Echocardiography, especially via the transesophageal approach, is useful in detecting cardiac sources of cerebral emboli and infections, such as dilated cardiomyopathy, endocarditis, and other non–HIV-related causes.
Lumbar puncture (LP) with cerebrospinal fluid (CSF) analysis should be performed, if deemed safe and if subarachnoid hemorrhage or infection is a consideration.
Management of cerebrovascular disease in the HIV-positive patient is complex. In many cases, the treatments parallel those given for stroke in the non–HIV-positive population. Examples include the following:
Anticoagulation for patients with antiphospholipid antibodies or confirmed cardiac sources of embolization
Antiplatelet agents such as aspirin or clopidogrel for small vessel infarctions
Antibiotics for endocarditis or neurosyphilis
Highly active antiretroviral treatment (HAART) (Stabilization and even resolution of HIV-associated cerebral aneurysm have been demonstrated.)
Coordination of care with the primary care physician and an infectious disease specialist
Carotid endarterectomy may be indicated in patients with symptomatic narrowing of the internal carotid artery. Given the young age of most HIV-positive patients, this is an infrequent occurrence.

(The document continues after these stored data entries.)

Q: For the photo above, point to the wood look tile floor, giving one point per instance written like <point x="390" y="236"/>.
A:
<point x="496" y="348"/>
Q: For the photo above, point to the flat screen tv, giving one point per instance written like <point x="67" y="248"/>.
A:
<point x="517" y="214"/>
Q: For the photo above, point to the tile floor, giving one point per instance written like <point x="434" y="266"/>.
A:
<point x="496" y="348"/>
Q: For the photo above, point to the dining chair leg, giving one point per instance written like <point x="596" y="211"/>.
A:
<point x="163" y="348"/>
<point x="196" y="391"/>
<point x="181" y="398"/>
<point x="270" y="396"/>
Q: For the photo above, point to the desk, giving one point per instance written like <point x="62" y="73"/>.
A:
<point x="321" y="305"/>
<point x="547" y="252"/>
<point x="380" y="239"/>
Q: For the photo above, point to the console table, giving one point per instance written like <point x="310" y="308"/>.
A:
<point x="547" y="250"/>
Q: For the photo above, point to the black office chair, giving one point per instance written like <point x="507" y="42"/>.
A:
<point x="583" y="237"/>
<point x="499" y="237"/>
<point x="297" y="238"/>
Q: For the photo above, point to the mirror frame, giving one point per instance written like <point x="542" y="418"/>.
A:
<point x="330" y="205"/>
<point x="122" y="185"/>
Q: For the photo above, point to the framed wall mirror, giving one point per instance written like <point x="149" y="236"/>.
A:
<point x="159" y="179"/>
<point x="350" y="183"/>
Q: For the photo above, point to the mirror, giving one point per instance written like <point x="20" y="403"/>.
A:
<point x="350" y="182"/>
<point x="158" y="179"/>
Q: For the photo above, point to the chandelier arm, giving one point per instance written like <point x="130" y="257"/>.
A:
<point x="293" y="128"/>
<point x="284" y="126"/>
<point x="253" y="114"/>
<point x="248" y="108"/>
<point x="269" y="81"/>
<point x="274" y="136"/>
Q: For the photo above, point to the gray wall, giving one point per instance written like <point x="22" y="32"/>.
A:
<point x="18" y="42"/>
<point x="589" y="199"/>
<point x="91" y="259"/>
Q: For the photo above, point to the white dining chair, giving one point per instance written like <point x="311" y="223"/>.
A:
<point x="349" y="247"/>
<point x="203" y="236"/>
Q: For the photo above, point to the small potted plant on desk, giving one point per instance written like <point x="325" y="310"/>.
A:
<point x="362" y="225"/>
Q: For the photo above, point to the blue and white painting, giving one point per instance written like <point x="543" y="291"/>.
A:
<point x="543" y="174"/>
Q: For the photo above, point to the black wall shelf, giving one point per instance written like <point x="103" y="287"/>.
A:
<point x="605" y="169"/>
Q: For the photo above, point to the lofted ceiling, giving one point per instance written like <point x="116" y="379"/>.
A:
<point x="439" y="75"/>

Occasionally, surgery may be indicated to evacuate intracerebral hematomas, clip an aneurysm, or remove an arteriovenous malformation.
Once the acute medical management of the stroke has been completed, rehabilitation treatment should be initiated. Referral to a rehabilitation hospital, skilled nursing facility, or outpatient or home health therapist should be coordinated either by the neurologist or by a physical medicine consultant.
Consideration of appropriate drug therapy, whether anticoagulant or antiplatelet drugs, antibiotics, or other medications, would depend on the cause of the stroke (see Clinical and Treatment).
In HIV-positive patients, even more than in other patients with stroke, treating the underlying disease, both HIV itself and any intercurrent infections or neoplasms that may be responsible for the cerebrovascular event, is essential.
Once the acute treatments are given and rehabilitation has begun, the neurologist should ensure that the patient has been placed on preventive treatments to reduce the risk of recurrent strokes.